Resolutions seem to be getting a bad rep lately. Anytime I hear conversations or interviews about the new year, people celebrate the fact that they don't make resolutions. "No, I don't make resolutions because I never keep them!" or "I am constantly improving myself throughout the year so resolutions don't apply to me". When did making New Year's Resolutions become passé? 

A great article written by Chrissy Kelly for the Huffington Post (link hereoutlines resolutions as assumptions we are bad and need fixing. Chrissy expresses frustration over her already high level of self loathing from years of societal messages telling her she's not good enough. She doesn't need more ammunition for her feelings of low self-worth and negative self-talk. I totally understand and agree resolutions should not be made in the spirit of feeling "bad" or "not good enough".

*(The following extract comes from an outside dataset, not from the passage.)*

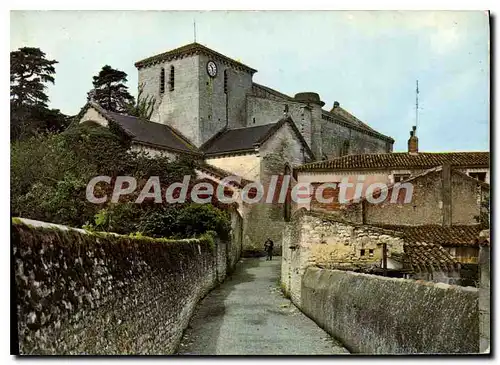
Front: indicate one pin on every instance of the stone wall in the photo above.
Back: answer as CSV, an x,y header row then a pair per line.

Resolutions or goals made in a fresh new year should be set within the framework of the previous years successes and learning opportunities. It's a time to be honest with yourself in a kind, loving way. If I'm honest with myself, I know I have ups and downs in the motivation department when it comes to exercise. I don't beat myself up for having times of laziness (I could also call it "restorative rejuvenation" if I wanted to be more positive, like the good counsellor I am ha ha). I can acknowledge to myself that sometimes I just don't feel like working out. What's my motivation to change that in 2014? If I'm honest (in a kind, loving way)… about 4/10. I'm ok with the fact that I have moments of laziness because I feel ok with the amount of exercise I get.

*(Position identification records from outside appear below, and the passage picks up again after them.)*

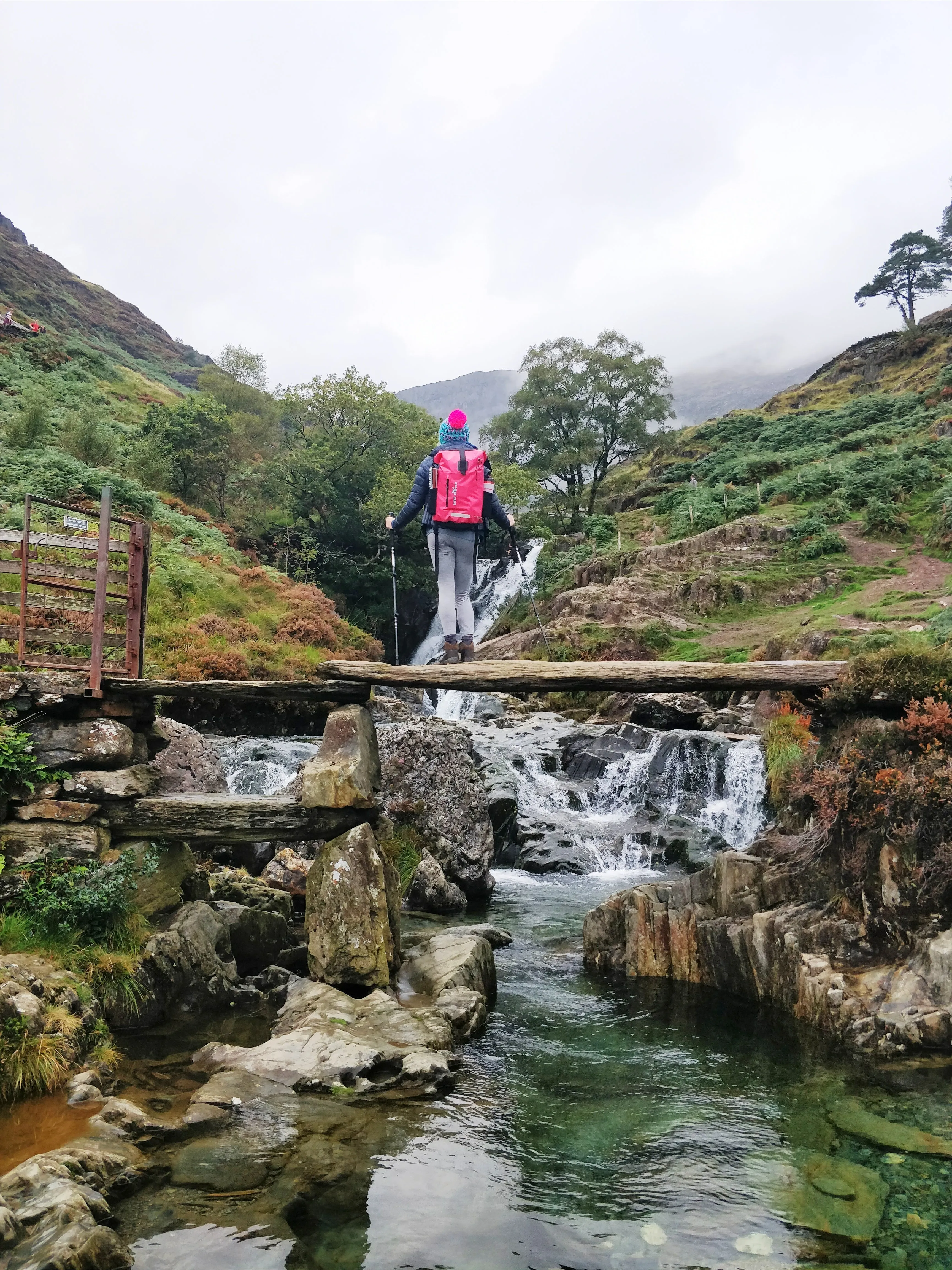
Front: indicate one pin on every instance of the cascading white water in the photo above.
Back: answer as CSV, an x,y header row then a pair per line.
x,y
494,587
671,785
739,816
256,765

Where I think we can meander off the path of good intentions is when we set goals and resolutions to:

(1) Fix our "bad" selves (e.g.- I need to exercise more to lose weight because I'm too fat)

(2) Fill a void that we're feeling for whatever reason, or (e.g.-I need to exercise more because I'm lonely and don't like being alone)

(3) Set goals we think will make other people happy (e.g.- I need to exercise more because my partner will like my body more)

Look back at 2013 and take stock of your successes, your challenges, and areas for improvement. Try to see yourself with the eyes of someone who loves and supports you. Be as objective as you can be. There will be positives and negatives and that's a good thing!

Once we've acknowledged all our strengths and lessons learned over the last year, we can look at 2014 with an attitude of hope, love and most of all, perspective.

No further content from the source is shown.